Fallen movie review & film summary (1998)
Jessica Hardy
Updated on March 08, 2026
Having established the possibility of the supernatural, “Fallen” is at pains to center Hobbes firmly in a real world. The screenplay, by Oscar nominee Nicholas Kazan (“Reversal of Fortune”), shows us Hobbes at home (he lives with his brother and nephew) and at work (Jonsey is a good pal, but a lieutenant played by Donald Sutherland seems to know more than he says). The story develops along the lines of a police procedural, with the cops investigating some strange murders, including a corpse left in a bathtub while the killer apparently enjoyed a leisurely breakfast.
Hobbes notices an incredible coincidence: The dead man in the bathtub is the same man who walked past him last night, drawing his attention with his singular manner. Now that's strange. And strange, too, are other developments, including the verdict of a linguist that the gas chamber victim's words, on a videotape, were spoken in ancient Aramaic, a language he had no way of knowing.
There is a connection between all these threads, which we discover along with Hobbes. (The audience discovers it before Hobbes--but we have the advantage, because we know he's in a horror movie and he doesn't.) Among the characters Hobbes encounters on his search for missing threads, the most interesting is the daughter (Embeth Davidtz) of a cop who committed suicide after being accused of the kinds of offenses that Hobbes himself now seems to face. “If you value your life, if there's even one human being you care about,” she tells him, “walk away from this case.” Did her father leave a warning behind?
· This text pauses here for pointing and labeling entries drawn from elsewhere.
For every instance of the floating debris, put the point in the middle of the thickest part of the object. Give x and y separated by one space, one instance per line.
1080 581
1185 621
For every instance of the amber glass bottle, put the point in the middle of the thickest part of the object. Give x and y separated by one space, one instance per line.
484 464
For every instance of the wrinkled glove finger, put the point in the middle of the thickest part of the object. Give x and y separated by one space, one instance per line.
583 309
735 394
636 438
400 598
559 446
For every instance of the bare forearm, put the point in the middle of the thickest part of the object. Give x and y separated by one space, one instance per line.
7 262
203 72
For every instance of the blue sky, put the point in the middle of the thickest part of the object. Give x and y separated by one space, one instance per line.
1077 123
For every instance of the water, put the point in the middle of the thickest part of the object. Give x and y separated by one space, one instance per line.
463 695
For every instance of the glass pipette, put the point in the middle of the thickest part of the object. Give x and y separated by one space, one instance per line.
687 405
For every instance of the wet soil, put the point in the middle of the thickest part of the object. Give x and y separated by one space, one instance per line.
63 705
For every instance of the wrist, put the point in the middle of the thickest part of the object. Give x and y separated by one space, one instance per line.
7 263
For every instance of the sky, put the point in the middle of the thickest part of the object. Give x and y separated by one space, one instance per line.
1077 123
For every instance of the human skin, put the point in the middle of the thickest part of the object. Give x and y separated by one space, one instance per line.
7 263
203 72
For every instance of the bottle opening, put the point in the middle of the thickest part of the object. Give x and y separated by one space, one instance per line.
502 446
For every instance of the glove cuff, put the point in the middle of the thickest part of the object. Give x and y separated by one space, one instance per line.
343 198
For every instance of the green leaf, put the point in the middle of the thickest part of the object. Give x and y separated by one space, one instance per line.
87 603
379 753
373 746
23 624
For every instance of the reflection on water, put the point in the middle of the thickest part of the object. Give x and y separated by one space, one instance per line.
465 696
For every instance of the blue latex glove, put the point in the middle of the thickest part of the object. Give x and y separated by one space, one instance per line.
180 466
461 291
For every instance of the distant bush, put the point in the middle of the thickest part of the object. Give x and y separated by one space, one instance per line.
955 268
What is the meaning of the word “Alazel,” scrawled on the wall of the basement where he killed himself? Denzel Washington is convincing as a cop, but perhaps not the best choice for the role of Hobbes, which requires more of a noir personality. There's something essentially hopeful and sunny about Washington, and the best noir heroes encounter grim news as if they were expecting it. There should be, at the core of the protagonist in any noir story, guilt and shame, as if they feel they deserve their fate. Washington plays Hobbes more like a conventional hero, and doesn't internalize the evil.
As for the rest of the characters, perhaps they are as they seem, perhaps not, at any given time. The evil presence in the film moves from person to person, and there is a chase scene in a crowd that is eerily effective, because there's no way to tell who the pursuer is. See the film, and you'll understand.
“Fallen” was directed by Gregory Hoblit, who also made “Primal Fear” (1996). Both films contain characters who are not as they seem, and leads who are blind-sided by them. “Fallen” reaches further, but doesn't achieve as much; the idea is better than the execution, and by the end, the surprises become too mechanical and inevitable. Still, for an hour “Fallen” develops quietly and convincingly, and it never slips down into easy shock tactics. Kazan writes plausible, literate dialogue and Hoblit creates a realistic world, so that the horror never seems, as it does in less ambitious thrillers, to feel at home.